[
https://issues.apache.org/jira/browse/YARN-1677?page=com.atlassian.jira.plugin.system.issuetabpanels:all-tabpanel
]
Ding Yuan updated YARN-1677:
----------------------------
Description:
Hi Yarn developers,
We are a group of researchers on software reliability, and recently we did a
study and found that majority of the most severe failures in hadoop are caused
by bugs in exception handling logic. Therefore we built a simple checking tool
that automatically detects some bug patterns that have caused some very severe
failures. I am reporting some of the results for Yarn here. Any feedback is
much appreciated!
==========================
Case 1:
Line: 551, File:
"org/apache/hadoop/yarn/server/nodemanager/containermanager/monitor/ContainersMonitorImpl.java"
{noformat}
switch (monitoringEvent.getType()) {
case START_MONITORING_CONTAINER:
.. ..
default:
// TODO: Wrong event.
}
{noformat}
The switch fall-through (handling any potential unexpected event) is empty.

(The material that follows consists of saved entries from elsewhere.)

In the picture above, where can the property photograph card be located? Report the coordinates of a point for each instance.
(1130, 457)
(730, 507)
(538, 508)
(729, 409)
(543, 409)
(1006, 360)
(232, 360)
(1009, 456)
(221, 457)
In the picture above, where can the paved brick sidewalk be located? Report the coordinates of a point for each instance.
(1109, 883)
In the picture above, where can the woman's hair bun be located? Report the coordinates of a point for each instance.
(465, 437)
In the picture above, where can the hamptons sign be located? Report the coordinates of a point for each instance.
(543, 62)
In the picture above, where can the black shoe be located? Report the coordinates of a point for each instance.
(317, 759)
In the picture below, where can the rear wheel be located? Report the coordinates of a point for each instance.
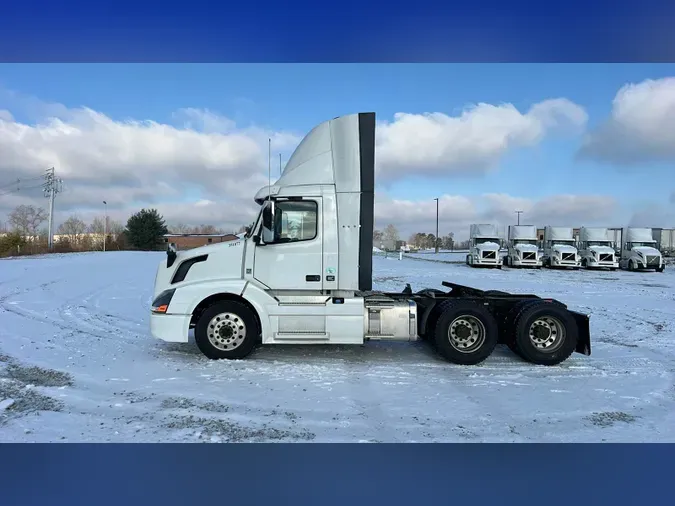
(466, 332)
(545, 333)
(226, 330)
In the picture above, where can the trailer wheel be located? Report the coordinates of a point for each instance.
(545, 333)
(226, 330)
(466, 332)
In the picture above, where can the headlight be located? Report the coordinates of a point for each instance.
(161, 303)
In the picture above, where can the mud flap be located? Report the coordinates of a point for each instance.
(584, 341)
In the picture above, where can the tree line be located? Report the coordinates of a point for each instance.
(419, 240)
(26, 232)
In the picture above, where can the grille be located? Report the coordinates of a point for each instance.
(653, 260)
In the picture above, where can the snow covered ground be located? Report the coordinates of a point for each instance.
(77, 364)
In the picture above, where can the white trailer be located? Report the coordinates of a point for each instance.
(314, 286)
(523, 249)
(596, 249)
(484, 245)
(638, 250)
(559, 249)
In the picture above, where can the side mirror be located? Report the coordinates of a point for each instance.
(171, 254)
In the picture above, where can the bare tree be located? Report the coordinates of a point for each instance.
(26, 220)
(73, 228)
(391, 233)
(206, 229)
(179, 228)
(97, 226)
(115, 228)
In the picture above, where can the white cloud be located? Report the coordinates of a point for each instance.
(473, 142)
(133, 163)
(641, 126)
(457, 212)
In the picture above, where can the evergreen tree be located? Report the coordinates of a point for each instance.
(145, 229)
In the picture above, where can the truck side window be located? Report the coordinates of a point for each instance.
(295, 220)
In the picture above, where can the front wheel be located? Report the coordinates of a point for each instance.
(545, 333)
(466, 332)
(227, 330)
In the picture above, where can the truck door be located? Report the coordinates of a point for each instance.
(290, 254)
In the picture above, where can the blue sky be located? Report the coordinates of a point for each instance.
(297, 97)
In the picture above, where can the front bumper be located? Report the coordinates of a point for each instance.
(557, 262)
(172, 328)
(592, 262)
(651, 262)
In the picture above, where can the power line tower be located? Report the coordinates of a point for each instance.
(52, 186)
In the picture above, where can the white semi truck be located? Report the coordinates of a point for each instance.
(484, 244)
(316, 286)
(559, 249)
(523, 250)
(596, 249)
(638, 250)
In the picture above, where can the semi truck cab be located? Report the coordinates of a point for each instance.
(484, 246)
(638, 251)
(559, 248)
(303, 275)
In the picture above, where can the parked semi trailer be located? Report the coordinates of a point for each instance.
(596, 249)
(315, 287)
(559, 249)
(484, 246)
(638, 251)
(523, 250)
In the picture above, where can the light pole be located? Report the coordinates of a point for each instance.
(436, 245)
(105, 223)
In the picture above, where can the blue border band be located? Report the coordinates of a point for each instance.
(71, 474)
(347, 31)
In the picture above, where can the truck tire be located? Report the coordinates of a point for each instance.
(465, 332)
(507, 329)
(545, 333)
(226, 330)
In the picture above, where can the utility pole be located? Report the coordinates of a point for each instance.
(105, 223)
(51, 187)
(436, 245)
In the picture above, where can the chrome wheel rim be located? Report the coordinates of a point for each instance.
(466, 334)
(547, 334)
(226, 331)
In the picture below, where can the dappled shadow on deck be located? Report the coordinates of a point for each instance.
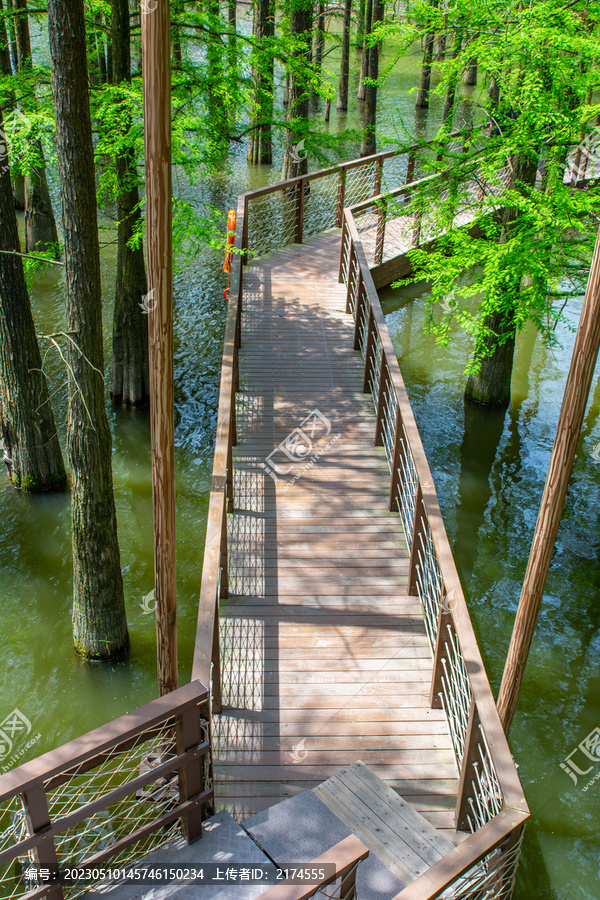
(325, 656)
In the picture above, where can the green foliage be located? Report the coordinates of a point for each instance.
(537, 238)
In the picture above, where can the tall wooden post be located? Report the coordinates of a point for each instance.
(572, 410)
(156, 64)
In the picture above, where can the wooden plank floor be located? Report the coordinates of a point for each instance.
(325, 657)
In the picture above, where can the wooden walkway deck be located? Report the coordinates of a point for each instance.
(325, 656)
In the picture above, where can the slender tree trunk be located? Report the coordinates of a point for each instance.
(451, 91)
(31, 449)
(491, 384)
(364, 63)
(368, 144)
(422, 101)
(342, 104)
(129, 365)
(99, 622)
(40, 224)
(260, 145)
(295, 164)
(360, 26)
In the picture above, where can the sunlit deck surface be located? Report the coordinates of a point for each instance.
(325, 656)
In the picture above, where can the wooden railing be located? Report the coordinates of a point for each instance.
(109, 797)
(490, 798)
(269, 218)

Should we at least print an error message here?
==========================
==========================
Case 2:
Line: 491, File:
"org/apache/hadoop/yarn/server/nodemanager/NodeStatusUpdaterImpl.java"
{noformat}
} catch (Throwable e) {
// TODO Better error handling. Thread can die with the rest of the
// NM still running.
LOG.error("Caught exception in status-updater", e);
}
{noformat}
The handler of this very general exception only logs the error. The TODO seems
to indicate it is not sufficient.
==========================
==========================
Case 3:
Line: 861, File:
"org/apache/hadoop/yarn/server/nodemanager/containermanager/localizer/ResourceLocalizationService.java"
for (LocalResourceStatus stat : remoteResourceStatuses) {
LocalResource rsrc = stat.getResource();
LocalResourceRequest req = null;
try {
req = new LocalResourceRequest(rsrc);
} catch (URISyntaxException e) {
// TODO fail? Already translated several times...
}
The handler for URISyntaxException is empty, and the TODO seems to indicate it
is not sufficient.
The same code pattern can also be found at:
Line: 901, File:
"org/apache/hadoop/yarn/server/nodemanager/containermanager/localizer/ResourceLocalizationService.java"
Line: 838, File:
"org/apache/hadoop/yarn/server/nodemanager/containermanager/localizer/ResourceLocalizationService.java"
Line: 878, File:
"org/apache/hadoop/yarn/server/nodemanager/containermanager/localizer/ResourceLocalizationService.java"
At line: 803, File:
org/apache/hadoop/yarn/applications/distributedshell/ApplicationMaster.java,
the handler of URISyntaxException also seems not sufficient:
{noformat}
try {
shellRsrc.setResource(ConverterUtils.getYarnUrlFromURI(new URI(
shellScriptPath)));
} catch (URISyntaxException e) {
LOG.error("Error when trying to use shell script path specified"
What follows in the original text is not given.